Catlin Whitington, chair of the city’s Tourism Commission, said it’s reasonable to expect a 20 percent drop in hotel tax receipts through a combination of the SXSW cancellation and an overall decrease in business and tourism travel due to the virus.
One possible option to make up some of that decrease would be striking an agreement with short-term rental booking platforms, which currently pay no hotel tax revenue to the city because of the terms offered by companies such as Airbnb and VRBO.
While the Tourism Commission asked Council last year to take another look at bargaining with those companies, Whitington said the city would be giving up too much in possible future revenue if it entered into a quick agreement in the wake of the virus scare.
The city is reluctant to forge an agreement similar to the one Houston recently reached with STR platforms because of the companies’ wish to keep owners and operators’ information confidential.
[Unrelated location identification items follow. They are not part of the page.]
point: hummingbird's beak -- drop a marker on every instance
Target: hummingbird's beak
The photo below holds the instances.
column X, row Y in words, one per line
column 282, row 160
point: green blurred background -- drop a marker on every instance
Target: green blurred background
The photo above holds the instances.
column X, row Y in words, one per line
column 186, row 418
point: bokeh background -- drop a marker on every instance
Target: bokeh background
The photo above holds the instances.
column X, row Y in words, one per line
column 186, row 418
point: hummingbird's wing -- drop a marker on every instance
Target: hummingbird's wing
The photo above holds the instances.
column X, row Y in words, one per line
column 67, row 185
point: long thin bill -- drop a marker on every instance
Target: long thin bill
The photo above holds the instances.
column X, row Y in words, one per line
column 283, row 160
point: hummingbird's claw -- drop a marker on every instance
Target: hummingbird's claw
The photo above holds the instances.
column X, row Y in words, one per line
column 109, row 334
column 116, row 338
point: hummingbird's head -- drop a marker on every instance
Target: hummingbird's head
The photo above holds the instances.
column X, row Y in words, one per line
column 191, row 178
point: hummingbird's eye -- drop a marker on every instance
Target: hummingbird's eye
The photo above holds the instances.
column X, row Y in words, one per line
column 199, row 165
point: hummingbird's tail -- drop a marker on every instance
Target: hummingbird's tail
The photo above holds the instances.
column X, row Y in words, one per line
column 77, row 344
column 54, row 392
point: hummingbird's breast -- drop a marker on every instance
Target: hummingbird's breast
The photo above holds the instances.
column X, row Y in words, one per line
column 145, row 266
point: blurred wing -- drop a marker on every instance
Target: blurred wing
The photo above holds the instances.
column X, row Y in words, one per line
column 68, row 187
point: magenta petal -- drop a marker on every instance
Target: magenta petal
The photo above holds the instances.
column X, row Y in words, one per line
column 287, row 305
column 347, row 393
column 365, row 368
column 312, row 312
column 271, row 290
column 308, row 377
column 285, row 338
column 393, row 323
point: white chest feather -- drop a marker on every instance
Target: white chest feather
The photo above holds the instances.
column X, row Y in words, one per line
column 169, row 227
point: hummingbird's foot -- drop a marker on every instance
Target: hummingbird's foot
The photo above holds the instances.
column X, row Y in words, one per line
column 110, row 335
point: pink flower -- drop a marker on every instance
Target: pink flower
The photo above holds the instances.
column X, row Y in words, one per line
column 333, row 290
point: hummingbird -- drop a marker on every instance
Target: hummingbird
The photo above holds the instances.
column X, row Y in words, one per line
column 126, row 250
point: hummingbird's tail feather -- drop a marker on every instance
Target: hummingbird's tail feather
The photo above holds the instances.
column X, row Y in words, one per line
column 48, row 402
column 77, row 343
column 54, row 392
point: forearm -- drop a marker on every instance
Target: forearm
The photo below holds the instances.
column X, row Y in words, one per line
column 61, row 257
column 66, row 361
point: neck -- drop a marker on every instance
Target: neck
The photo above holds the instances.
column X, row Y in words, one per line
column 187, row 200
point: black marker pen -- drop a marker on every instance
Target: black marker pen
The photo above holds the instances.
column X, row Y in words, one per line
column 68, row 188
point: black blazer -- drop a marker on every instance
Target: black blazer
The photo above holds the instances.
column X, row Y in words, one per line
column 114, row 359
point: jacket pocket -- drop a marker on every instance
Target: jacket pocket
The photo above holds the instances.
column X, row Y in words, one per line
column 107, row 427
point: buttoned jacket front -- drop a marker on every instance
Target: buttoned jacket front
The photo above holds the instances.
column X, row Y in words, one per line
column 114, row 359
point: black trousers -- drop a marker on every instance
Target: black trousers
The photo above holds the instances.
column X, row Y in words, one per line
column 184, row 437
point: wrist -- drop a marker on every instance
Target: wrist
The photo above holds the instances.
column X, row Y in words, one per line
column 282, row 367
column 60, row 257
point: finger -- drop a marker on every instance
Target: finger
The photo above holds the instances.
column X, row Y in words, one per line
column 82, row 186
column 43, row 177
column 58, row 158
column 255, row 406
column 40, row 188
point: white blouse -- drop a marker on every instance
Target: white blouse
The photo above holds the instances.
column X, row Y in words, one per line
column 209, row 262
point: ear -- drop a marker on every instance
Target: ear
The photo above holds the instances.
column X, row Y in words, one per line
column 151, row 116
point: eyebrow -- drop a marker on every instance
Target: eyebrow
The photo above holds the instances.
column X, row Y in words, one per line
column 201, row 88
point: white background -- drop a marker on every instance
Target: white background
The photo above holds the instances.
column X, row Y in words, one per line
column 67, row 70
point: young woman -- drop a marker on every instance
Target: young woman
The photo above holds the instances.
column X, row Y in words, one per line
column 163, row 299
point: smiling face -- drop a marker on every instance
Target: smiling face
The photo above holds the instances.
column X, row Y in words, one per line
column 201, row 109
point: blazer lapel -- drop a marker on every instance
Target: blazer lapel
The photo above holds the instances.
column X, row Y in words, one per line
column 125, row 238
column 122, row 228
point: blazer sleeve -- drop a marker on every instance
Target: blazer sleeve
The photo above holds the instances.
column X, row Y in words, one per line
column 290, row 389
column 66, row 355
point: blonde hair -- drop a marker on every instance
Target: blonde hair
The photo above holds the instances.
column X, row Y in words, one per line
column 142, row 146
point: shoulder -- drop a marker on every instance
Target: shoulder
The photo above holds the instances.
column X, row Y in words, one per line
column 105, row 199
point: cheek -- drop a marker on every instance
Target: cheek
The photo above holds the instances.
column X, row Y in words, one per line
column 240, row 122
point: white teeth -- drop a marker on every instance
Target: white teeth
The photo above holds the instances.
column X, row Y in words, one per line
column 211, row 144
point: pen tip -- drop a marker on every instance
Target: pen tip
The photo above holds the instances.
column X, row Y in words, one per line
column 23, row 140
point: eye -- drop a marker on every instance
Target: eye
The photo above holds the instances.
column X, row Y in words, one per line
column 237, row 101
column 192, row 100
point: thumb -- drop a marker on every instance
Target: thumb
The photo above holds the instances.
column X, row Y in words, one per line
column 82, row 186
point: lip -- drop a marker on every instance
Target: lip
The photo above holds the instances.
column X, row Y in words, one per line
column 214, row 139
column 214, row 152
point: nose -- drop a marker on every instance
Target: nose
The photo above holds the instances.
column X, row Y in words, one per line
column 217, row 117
That structure would prevent the city from enforcing a license requirement for STR sites.
“There are a lot of issues regarding the structure and the nature of agreements made with other cities that the city is nervous about entering into,” he said. “Should they revisit it and look at a way to capture that? Yes, but not if it’s going to tie their hands in the future. It’s a double-edged sword. Yes, you can go after the money, but we’d be doing so at the risk of sacrificing our future options.”